An environmental impact statement is being prepared for the Ivanpah Valley airport, proposed at a 5,800-acre site between Primm, Nev., at the Nevada-California state line, and Jean, Nev. It would supplement passenger service at the existing McCarran International Airport at Las Vegas, which will reach capacity in 2017, said McCarran spokeswoman Elaine Sanchez.

"Potential noise from aircraft takeoffs and landings, as well as increased traffic on Interstate 15 past the preserve will be extremely detrimental to the solitude enjoyed at the national park," said environmentalist Peter Burk of Barstow.

"The draft impact statement needs to consider alternate locations for the airport that would be less damaging to the environment."

Howard Gross, California desert program manager for the National Parks Conservation Association, notes that legislation transferring federal land to Clark County, Nev., for the airport calls for an airspace management plan.

"But jumbo jets turning at the boundary of Mojave National Preserve during takeoffs and landings will certainly impact the park's natural soundscape," he said.

The Federal Aviation Administration and the U.S. Bureau of Land Management have awarded a $14.2 million contract to Massachusetts-based Vanasse Hangen Brustlin Inc., a transportation and environmental firm, to prepare the document.

The environmental study is expected to be completed by 2010, said Bill Wrinn, public relations spokesman for the firm.

"All potential impacts will be studied closely," he said.

Initial flight operations are expected to begin at the $4 billion Ivanpah airport by 2017, when McCarran International Airport at Las Vegas reaches its passenger capacity.

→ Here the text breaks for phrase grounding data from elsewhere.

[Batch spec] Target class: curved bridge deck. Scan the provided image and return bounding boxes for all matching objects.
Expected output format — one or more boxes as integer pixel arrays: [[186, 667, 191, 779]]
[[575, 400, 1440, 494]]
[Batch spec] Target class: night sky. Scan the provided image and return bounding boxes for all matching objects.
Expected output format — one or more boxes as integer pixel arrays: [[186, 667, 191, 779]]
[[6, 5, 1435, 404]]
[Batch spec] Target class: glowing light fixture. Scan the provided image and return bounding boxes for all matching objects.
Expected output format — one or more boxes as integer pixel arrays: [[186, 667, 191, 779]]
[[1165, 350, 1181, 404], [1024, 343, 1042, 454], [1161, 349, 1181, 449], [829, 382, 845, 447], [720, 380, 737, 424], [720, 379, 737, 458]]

According to Sanchez, the Ivanpah Valley airport would serve international and domestic long-haul passenger flights, charter aircraft, and international and domestic cargo.

"It will be designed to ultimately handle up to 35 million passengers," she said.

Las Vegas, among the nation's fastest growing cities the past decade, now attracts 10 million more visitors than it did in 1995, Wrinn said. About 5,000 people become permanent residents every month. The growth compounds the demand for a new airport.

Clark County paid $20.7 million for the Ivanpah Valley site, about 30 miles southwest of Las Vegas.

"After careful evaluation, it was determined that the Ivanpah Valley was the last site in southern Nevada that meets criteria for the airport," Sanchez explained.

There are no high mountains nearby, and there is a minimum of commercial and residential development in the immediate area. Further, airspace does not conflict with aircraft using McCarran or Nellis Air Force Base, near Las Vegas.

"Although Ivanpah Valley airport would handle less traffic than McCarran, we're planning on a larger site to provide a buffer for noise and incompatible development abutting the airport," she said.

Environmental scoping sessions for the proposed airport will be held in 2006, said Randall Walker, director of the Clark County Department of Aviation.

A survey of visitors to the 1.6 million-acre Mojave National Preserve indicated that travelers turn off Interstate 15 and Interstate 40 to enjoy the park's unspoiled vistas and uncrowded back roads as well as its forests of Joshua Trees, its lofty sand dunes and endangered wildlife.

"We're concerned with the proposed airport because of its relative proximity," said park spokesman James Woolsey.

"When (recent) legislation was passed that created an opportunity for Las Vegas to transfer land from government ownership, we have been involved in the process of mitigating potential impacts," he said.

Gross, who is based at the conservation association's Joshua Tree office, is afraid the airport would diminish the clarity of the night sky over the preserve.

"You can already see a substantial glow on the horizon at night," he said.

"With a major airport so close to the park, we are very concerned that two of the preserve's most treasured values its piercing quiet and its dark night skies could be lost."